David Tepper, the billionaire investor at Appaloosa Management, echoed this sentiment on Wednesday, telling CNBC: “I personally think the Fed will raise more quickly.” Throw in some delivery of President [Donald] Trump’s much-promised stimulus package, and a faster rate hike pace becomes a sure thing, he added.
It is worth noting that the correlation between the ADP report and official payrolls data is not particularly strong, says Anthony Karydakis, chief economic strategist at Miller Tabak. Others question whether monthly fluctuations in the labour market mean much when the US has more or less reached full employment.
However, any sense from Friday’s report that private sector job creation is accelerating “would have the potential for a significant adverse effect on both Treasuries and equities”, says Mr Karydakis.
The bond market has been showing signs of unease, with the 10-year yield rising at a faster pace than that of the policy sensitive two-year note over the past week. Usually, the two-year sector bears the brunt of selling pressure when the Fed is seen lifting rates.
In a reversal of the typical pattern, the yield curve, or relationship between the two- and 10-year notes has become steeper. A steepening of the yield curve can signal investors’ concern that the Fed needs to tighten policy at a faster pace to keep on top of inflationary pressures.
The very low level of the term risk premium is also playing a role, some argue. Based on the New York Fed’s measure, the 10-year risk premium has fallen back below zero after climbing to 0.21 per cent in early January. In late 2013, the 10-year term premium was at 1.80 per cent.
William O’Donnell, a fixed-income strategist at Citi, says the term risk premium is too low, while the yield curve remains too flat given the current economic backdrop. Higher yields and a steeper curve beckon, he reckons, with a 3 per cent target for the yield on the 10-year note.
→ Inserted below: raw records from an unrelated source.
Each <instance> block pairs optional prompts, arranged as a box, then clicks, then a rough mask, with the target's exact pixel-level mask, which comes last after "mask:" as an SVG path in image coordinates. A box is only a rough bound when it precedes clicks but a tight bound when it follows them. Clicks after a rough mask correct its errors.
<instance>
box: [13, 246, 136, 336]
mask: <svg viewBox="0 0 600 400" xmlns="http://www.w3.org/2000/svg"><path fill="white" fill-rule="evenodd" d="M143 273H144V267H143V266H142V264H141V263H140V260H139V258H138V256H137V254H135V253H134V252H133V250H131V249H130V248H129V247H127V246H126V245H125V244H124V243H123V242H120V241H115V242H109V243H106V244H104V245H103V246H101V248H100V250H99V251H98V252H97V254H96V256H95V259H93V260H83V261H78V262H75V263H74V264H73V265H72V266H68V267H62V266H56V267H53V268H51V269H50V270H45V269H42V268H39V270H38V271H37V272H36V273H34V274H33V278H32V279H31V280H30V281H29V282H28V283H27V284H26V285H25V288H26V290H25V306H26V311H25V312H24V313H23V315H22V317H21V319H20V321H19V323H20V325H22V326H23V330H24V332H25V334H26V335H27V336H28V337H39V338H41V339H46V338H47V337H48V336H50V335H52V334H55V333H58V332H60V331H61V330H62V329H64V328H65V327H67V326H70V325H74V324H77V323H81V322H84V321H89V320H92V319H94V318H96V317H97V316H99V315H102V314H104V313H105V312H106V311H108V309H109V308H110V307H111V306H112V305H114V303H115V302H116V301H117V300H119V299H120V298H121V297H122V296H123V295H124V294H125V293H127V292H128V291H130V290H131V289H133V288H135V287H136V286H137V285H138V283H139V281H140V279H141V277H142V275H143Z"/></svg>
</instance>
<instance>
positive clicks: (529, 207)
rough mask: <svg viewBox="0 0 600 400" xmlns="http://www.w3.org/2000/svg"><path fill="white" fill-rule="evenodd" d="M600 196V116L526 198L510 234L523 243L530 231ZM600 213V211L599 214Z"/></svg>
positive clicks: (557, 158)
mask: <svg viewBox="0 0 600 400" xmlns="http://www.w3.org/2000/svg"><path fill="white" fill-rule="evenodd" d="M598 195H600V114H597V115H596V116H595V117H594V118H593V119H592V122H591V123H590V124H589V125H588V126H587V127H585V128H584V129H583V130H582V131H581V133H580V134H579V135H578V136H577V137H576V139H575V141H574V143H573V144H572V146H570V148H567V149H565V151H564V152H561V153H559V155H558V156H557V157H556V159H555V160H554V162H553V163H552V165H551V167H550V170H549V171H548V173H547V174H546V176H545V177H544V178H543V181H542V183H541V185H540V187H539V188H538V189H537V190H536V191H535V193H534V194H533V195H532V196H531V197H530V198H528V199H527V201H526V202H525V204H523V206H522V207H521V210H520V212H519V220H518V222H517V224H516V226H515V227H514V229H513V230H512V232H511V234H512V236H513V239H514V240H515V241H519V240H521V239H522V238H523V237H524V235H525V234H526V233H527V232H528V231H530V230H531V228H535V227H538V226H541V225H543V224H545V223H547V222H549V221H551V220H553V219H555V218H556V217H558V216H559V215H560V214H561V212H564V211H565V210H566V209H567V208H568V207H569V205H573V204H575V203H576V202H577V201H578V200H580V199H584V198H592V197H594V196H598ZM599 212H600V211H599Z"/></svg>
A more aggressive pace of rate rises from the Fed — starting with a shift in its dot plot of future interest rate projections or hints of a reduction in its balance sheet at next week’s meeting — would throw a curveball at the foreign-exchange market, particularly investors, analysts and traders who had confidently predicted a sustained dollar rally in the aftermath of Mr Trump’s election victory.
Those predictions were rudely upended by market disappointment with the early tenor of the Trump presidency, which cast doubt on the capacity of the new administration to deliver on promises of tax cuts and fiscal stimulus.
A revival in the dollar, inspired by Fed officials putting their foot on the accelerator, would reflect how the “old driver” of monetary policy is the key factor for markets while “the fiscal issue is stage left”, says Marc Chandler at Brown Brothers Harriman.
Then, of course, there is the larger question of what a more active Fed, and a hefty rise in bond yields, means for record high equity prices and credit markets. To equity bulls, higher interest rates reflect a stronger economy and the better prospects for corporate profitability that follow.
However, a key driver of the long bull run in US equity and credit markets has been the very low level of Treasury yields. Should a captive bond market break free of the shackles of low yields, the fallout may be a lot broader than many investors currently believe.
Mr O’Donnell warns that we may be on the cusp of a “sell everything” market as the threat of a much tighter Fed drains the liquidity punchbowl, hitting equities and the corporate bond market.
The old market adage of “three steps and a stumble”, or the propensity for stocks to sell off after a hat-trick of rate increases, is one Mr Chandler recognises. But he adds that this is a Fed that is still just shifting monetary policy “from super-easy to accommodative”.